The impact sounded like something shattering from within, leaving the world hollow. First came the ringing in my ears, then the wall slammed in sideways, and then the cold of the floor. The smell of bleach and blood. My blood.
"You're not even good for washing dishes," he spat, and the boot landed once more, striking the forearm I'd instinctively raised.
I felt the thud. The pain was indescribable. I didn't scream. I learned long ago that screams only encouraged him. I held my breath. I counted. One, two, three. My heart raced.
My "father."
Ever since the Alpha took over the pack after the death of my true parents-the Alpha and the moon everyone claimed to worship-they decided I was useful as an example. A rag with a pulse. The daughter of the fallen, turned servant, lower than an Omega. They didn't even call me by my name. "Little girl."

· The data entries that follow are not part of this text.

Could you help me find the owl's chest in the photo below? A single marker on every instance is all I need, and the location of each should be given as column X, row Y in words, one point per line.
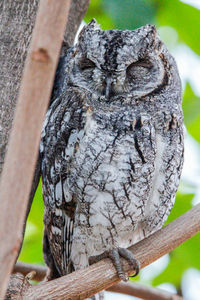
column 110, row 178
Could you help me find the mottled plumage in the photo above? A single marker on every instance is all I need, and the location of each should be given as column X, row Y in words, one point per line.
column 112, row 145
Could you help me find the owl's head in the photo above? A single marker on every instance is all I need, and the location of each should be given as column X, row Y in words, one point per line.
column 123, row 63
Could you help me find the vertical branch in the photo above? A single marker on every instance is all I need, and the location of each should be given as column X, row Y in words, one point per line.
column 24, row 140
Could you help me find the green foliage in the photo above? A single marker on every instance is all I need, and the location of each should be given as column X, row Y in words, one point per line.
column 32, row 247
column 183, row 24
column 191, row 110
column 186, row 255
column 184, row 18
column 132, row 13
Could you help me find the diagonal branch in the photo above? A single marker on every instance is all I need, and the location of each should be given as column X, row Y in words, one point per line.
column 129, row 288
column 23, row 146
column 85, row 283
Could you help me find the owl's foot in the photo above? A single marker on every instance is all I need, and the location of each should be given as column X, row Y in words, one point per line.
column 115, row 255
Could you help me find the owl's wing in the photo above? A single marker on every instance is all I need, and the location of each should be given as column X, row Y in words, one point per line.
column 61, row 135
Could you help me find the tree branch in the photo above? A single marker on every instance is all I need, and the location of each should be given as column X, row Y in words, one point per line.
column 130, row 288
column 25, row 136
column 85, row 283
column 142, row 291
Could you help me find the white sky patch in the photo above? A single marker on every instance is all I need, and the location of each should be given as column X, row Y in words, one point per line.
column 195, row 3
column 189, row 66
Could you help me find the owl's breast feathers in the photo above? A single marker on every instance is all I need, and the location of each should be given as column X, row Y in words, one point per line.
column 104, row 176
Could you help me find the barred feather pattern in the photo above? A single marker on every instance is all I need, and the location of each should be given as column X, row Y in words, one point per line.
column 111, row 165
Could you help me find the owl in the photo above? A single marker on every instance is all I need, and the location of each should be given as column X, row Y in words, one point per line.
column 111, row 147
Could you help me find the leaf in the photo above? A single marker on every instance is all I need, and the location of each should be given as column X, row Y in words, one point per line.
column 184, row 18
column 32, row 246
column 191, row 110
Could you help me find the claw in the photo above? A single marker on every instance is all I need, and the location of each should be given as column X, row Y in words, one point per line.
column 115, row 255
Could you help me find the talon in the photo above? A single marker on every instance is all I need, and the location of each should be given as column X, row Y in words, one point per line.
column 115, row 255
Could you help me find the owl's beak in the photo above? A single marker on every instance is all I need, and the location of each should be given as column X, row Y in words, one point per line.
column 108, row 88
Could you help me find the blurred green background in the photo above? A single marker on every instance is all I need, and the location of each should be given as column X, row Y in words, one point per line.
column 178, row 24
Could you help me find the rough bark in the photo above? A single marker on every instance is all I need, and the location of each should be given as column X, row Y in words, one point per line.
column 21, row 156
column 85, row 283
column 17, row 19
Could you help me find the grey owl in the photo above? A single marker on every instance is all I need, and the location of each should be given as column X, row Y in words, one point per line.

I crawled with my good hand to the service door. Outside, there was a new moon. No one was guarding the back of the kitchen; they thought no one in their right mind would run barefoot through the woods with a broken arm. And maybe they were right. But I wasn't in my right mind anymore.
Crossing the threshold, the air smelled of damp pine and iron. Of myself. Of pain.
"Get out," something inside me whispered. It wasn't my wolf yet, just a drowsy murmur, an ember. I'd felt it since I was a child, but fear and humiliation had buried it under ashes.
I lowered my head and ran.
Branches scratched my calves, stones dug into the soles of my feet. The forest bent and straightened with every step, and I prayed to whatever wolf god still watched me. Just a little more, just a little, please. My arm hung limp as if it weren't mine; every trot jolted me, sending sharp pains through it that blurred my vision.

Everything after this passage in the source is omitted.